Failure to obtain patients signed consent for surgery and anesthesia risks patients having surgery or anesthesia without understanding the interventions, risks, and benefits.

Findings included:

1. Document review of the hospital's policy titled, "Informed Consent/Refusal to Consent," Policy #RI 2.0, revised 12/19, showed that patient consent and authorization for surgery and anesthesia, or refusal to accept treatment should be documented in the medical record.

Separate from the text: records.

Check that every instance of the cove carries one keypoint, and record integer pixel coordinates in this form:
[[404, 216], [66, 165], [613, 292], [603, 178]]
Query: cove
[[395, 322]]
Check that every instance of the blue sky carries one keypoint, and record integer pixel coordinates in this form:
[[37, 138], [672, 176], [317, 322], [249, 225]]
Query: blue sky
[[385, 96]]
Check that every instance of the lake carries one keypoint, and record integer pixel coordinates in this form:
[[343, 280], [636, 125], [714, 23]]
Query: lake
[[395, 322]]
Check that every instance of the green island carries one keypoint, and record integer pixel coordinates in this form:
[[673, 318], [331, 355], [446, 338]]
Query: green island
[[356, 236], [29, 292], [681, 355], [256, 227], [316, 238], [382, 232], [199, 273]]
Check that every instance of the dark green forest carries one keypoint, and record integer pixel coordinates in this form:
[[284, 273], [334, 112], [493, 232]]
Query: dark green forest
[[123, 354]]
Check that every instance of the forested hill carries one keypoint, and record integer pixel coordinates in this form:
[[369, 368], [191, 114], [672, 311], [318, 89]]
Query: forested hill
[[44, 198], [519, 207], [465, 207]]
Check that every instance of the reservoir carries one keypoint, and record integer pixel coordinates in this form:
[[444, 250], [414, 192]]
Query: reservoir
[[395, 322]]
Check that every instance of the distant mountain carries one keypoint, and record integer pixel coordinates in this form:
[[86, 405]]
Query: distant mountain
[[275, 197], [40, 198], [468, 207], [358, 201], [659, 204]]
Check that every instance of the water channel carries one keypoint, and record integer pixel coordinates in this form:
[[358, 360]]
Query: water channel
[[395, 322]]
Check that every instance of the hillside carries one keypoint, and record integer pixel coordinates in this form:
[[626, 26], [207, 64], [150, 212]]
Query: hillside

2. On 06/17/20 at 2:20 PM, Investigator #3 and the Peri-operative Manager (Staff #301), reviewed the charts of 12 patients. Informed Consent/Refusal to Consent documents were not available for 2 of 12 patients (Patient #308 and Patient #309).

At the time of the review, Staff #301 stated that Informed Consent/Refusal to Consent forms should be in the patient charts of every patient who has or refuses surgery and anesthesia.

3. On 06/18/20 at 10:42 AM, Investigator #3 interviewed the Records Clerk of Health Information Management (Staff #302). Staff #302 stated that her department had not received surgical and anesthesia consent forms for Patients #308 and #309.

4. On 06/19/20 at 12:00 PM, Investigator #3 interviewed the Chief Quality Officer (Staff #303). Staff #303 stated that surgical and anesthesia consent forms for Patients #308 and #309 could not be found or produced.